Anglo American sells stake in Australian coal mine for $141m

Moranbah North is an underground longwall coal mine which began operating in 1998. (Image from Anglo American’s presentation.)

Anglo American (LON:AAL) said on Wednesday it had sold a minority stake in the Grosvenor coking coal mine in Australia for about $141 million to a consortium of Japanese companies.

The diversified miner, which has consistently been offloading coal operations since 2014, said the 12% interest was acquired by a group of companies that includes Nippon Steel Corp, Mitsui & Co Ltd, Nippon Steel Trading Corp, Shinsho Corp and JFE Mineral Co Ltd.

The consortium already owned 12% of Anglo’s next-door Moranbah North coal mine, which provides the processing infrastructure for Grosvenor, located in the Bowen Basin, central Queensland.

“The alignment of ownership interests across the Moranbah-Grosvenor operation is an important step forward as we unlock the considerable additional value that we see,” Seamus French, CEO of bulk commodities at Anglo American, said in the statement.

Stake in Grosvenor coking coal mine is being acquired by a consortium of Japanese companies that includes Nippon Steel Corp, Mitsui & Co Ltd, Nippon Steel Trading Corp, Shinsho Corp and JFE Mineral Co Ltd.

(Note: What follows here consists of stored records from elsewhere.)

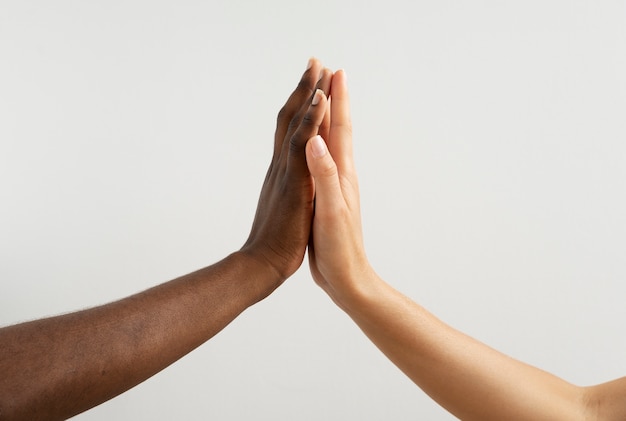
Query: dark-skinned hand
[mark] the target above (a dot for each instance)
(282, 223)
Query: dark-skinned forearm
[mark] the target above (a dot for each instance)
(57, 367)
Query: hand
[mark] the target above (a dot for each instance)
(282, 224)
(336, 254)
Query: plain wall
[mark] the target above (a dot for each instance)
(490, 140)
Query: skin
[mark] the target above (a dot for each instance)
(57, 367)
(466, 377)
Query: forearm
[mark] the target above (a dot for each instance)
(57, 367)
(468, 378)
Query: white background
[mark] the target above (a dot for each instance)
(489, 139)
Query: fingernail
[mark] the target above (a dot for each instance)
(317, 97)
(318, 147)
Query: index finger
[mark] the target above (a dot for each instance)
(294, 103)
(340, 132)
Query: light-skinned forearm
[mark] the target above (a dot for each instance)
(468, 378)
(57, 367)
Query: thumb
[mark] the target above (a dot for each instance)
(322, 167)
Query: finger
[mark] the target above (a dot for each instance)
(340, 132)
(323, 84)
(325, 126)
(309, 127)
(328, 194)
(296, 100)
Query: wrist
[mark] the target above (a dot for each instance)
(358, 292)
(262, 277)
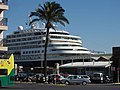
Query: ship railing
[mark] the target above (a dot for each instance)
(3, 2)
(3, 21)
(1, 41)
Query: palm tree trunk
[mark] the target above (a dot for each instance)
(45, 55)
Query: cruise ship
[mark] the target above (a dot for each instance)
(28, 47)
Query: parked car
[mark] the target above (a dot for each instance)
(21, 76)
(85, 76)
(39, 78)
(76, 79)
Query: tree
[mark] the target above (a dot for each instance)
(49, 13)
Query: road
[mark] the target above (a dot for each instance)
(37, 86)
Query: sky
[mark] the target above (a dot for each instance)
(97, 22)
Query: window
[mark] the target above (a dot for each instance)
(3, 71)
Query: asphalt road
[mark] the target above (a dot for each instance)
(37, 86)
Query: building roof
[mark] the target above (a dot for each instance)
(87, 64)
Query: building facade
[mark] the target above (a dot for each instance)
(3, 24)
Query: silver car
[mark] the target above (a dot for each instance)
(76, 79)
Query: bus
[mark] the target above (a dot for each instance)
(7, 71)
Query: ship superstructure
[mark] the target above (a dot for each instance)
(28, 47)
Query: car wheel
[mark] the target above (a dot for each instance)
(84, 83)
(67, 83)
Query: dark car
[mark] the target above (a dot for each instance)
(21, 76)
(55, 78)
(39, 78)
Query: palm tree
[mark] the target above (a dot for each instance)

French said the move would facilitate the delivery of value creation opportunities, including expanding the existing plant and speeding up various processes. 

While the company is moving away from thermal coal, metallurgical or coking coal appears to be one of its key commodities moving forward.

Despite a slight production drop from 23-25 million tonnes to 22-24 million tonnes expected next year, Anglo recently increased its metallurgical coal guidance for 2022 to an estimated 26-28 million tonnes.

Top mining companies have been reducing or eliminating their exposure to coal on environmental grounds. Rio Tinto (ASX, LON: RIO), the world’s second largest miner, fully exited the coal sector in March 2018, with the sale of its Kestrel coal mine in Australia to private equity manager EMR Capital and Indonesia’s Adaro Energy for $2.25 billion.

Rival BHP (ASX, NYSE:BHP) took a step in the same direction in July, revealing it had been considering options to divest its thermal coal business, which includes assets in Australia and Colombia.

Shareholders at the world’s largest mining company, however, don’t seem too keen to ditch coal. Last week, Australian investors voted against a plan that would have seen BHP leave lobby groups that promote policies at odds with the goals of the Paris climate accord. The agreement, signed in 2016 by almost 200 nations, aims at reducing emissions of gases that contribute to global warming.

Australia’s South32 (ASX, LON, JSE:S32), which spun out of BHP in 2015, is another company to have recently kissed the fossil fuel goodbye. In early November, it sold its thermal coal operations to Seriti Resources and two trusts, for 100 million rand ($6.78 million) upfront.